Remote management of particular importance
After thorough evaluation of three solutions from different vendors, the BSED decided in favor of the IGEL Universal Desktop Converter, whose second generation (IGEL UDC2) has been available since 2013. The reasons cited by Thomas Anliker for choosing the standardization software by IGEL, the leading thin and zero client vendor in the German-speaking world, were the quality and simplicity of the IGEL remote management solution Universal Management Suite (UMS) that ships with the converter.
Thomas Anliker regards these characteristics as critical to success since the BSED administration extends across more than 40 different agencies at over 100 locations. In the past, providing assistance to these agencies resulted in high travel, maintenance and support costs. Once the decision had been made in favor of the endpoint operating system, a 12-month proof- of-concept was launched at 20 workstations.
Client standardization in practice
The BSED now has 820 Universal Desktop Software endpoints and more than 100 IGEL endpoints for workstations with special requirements. To convert the 3-year old PCs, the IT team used a vendor-provided USB token with an integrated SIM card on which the respective UDC licenses were stored. “After booting from the inserted USB token, the IGEL OS installs itself on the local hard drive within a few minutes,” explains Dieter Tolksdorf, IGEL Sales Manager in Switzerland. “The endpoints are then detected by the UMS and set themselves up automatically using the stored configuration profile, thus drastically shortening roll-out.”
Powerful performance for users
To prevent potential compatibility problems with the applications to be made available, the BSED migrated the approximately 100 provisioned Citrix servers to the 64-bit Windows Server 2008 R2 using the VMware vSphere virtualization solution. To ensure good performance, the BSED reserved up to 2GB RAM and 4 vCPU cores per server (at an oversubscription rate of 1.5) for each user. According to Thomas Anliker, a user/ server ratio of 10:1 leaves a reserve of 30% for future requirements.
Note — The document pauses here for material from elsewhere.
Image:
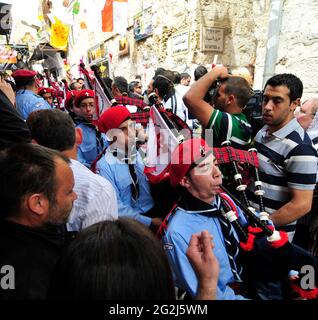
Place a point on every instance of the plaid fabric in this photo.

Multimedia and image processing
How powerful the overall system comprising Citrix XenApp and the IGEL endpoints actually is can be seen by the fact that, for example, image processing takes place in the BSED‘s private cloud. “On about 5% of the workstations, we publish desktop publishing applications including Adobe Photoshop,” explains the head of IT. There are, of course, limits to central provisioning in terms of economics and peripherals, for example, in the case of CAD workplaces, POS and monitoring systems, or barrier systems for special cases such as these, the BSED continues to use PCs with locally installed Windows programs. Thomas Anliker himself works with an IGEL endpoint and two large 24-inch display monitors. However, it’s not a converted PC that sits on his desk but an IGEL UD5 hardware endpoint. Thanks to its dual-core processor and flexible connectivity, the vendor’s top model features extremely high performance and versatility.
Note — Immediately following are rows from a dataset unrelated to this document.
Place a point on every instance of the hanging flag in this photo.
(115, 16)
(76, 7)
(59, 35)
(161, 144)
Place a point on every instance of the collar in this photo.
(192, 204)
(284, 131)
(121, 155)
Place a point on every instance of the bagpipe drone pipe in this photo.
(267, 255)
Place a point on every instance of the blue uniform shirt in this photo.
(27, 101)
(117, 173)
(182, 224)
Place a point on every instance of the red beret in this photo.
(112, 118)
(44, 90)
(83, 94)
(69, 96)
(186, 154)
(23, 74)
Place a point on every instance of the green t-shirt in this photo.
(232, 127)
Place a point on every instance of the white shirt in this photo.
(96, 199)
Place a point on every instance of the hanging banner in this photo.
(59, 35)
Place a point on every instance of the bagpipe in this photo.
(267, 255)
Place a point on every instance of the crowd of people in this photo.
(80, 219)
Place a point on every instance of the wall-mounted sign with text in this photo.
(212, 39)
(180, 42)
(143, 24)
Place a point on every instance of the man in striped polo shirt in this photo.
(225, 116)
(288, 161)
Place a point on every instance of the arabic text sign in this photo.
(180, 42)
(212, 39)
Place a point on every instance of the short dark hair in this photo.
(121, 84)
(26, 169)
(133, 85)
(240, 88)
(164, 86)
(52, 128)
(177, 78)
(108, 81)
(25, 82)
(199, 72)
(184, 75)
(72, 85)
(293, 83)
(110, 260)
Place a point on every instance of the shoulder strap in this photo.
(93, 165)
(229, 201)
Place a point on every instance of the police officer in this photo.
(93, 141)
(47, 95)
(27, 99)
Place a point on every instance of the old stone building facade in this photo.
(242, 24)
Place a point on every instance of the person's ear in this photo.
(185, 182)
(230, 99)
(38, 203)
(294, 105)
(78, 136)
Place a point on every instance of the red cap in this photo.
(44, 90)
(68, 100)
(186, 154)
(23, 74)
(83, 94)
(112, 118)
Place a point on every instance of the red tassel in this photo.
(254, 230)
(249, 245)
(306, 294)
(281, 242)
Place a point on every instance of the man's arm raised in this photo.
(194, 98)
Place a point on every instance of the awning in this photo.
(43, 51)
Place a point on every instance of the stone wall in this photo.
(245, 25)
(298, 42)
Migration strategy and client management
In line with the client strategy of the BSED, the PCs will be replaced successively by more compact, energysaving IGEL hardware after three years of operation as software endpoints. Replacement is simplicity itself. The new endpoints need only be connected and will then configure themselves automatically – without expensive on-site staff deployment. Based on the requirements of a user scenario, the IT team can choose the best-suited device from the IGEL hardware portfolio without having to think about remote management issues. This is because all deployed IGEL models – whether UD2/IZ2, UD3/IZ3 or UD5 – can be configured for rollout with the IGEL UMS in exactly the same way and can then be managed remotely. “The UMS has proven its worth as a powerful and intuitive tool with extensive functionality,” explains Thomas Anliker. “We make particular use of the integrated VNC Viewer, default and custom overviews, central firmware updates and, of course, profile-based management which we use mainly to assign monitor settings.”
TCO and tickets in free fall, flexibility on the rise
Less than a year after the widespread migration to IGEL software endpoints, the BSED is convinced that its test project was the right one. “Our goal of substantially lowering TCO has been achieved,” Thomas Anliker asserts. “The number of support tickets has also fallen even more than had been hoped for.” The head of IT also stresses that it is the simplicity with which equipment can be replaced in less than 15 minutes without the need for external service providers that has especially reduced IT-staff workload. On the other hand, users benefit from higher availability and flexibility. And, thanks to remote access, they can now “take their workplace with them” wherever they go. About 15% of users are already making use of this option – via their Internet browser either at home or elsewhere.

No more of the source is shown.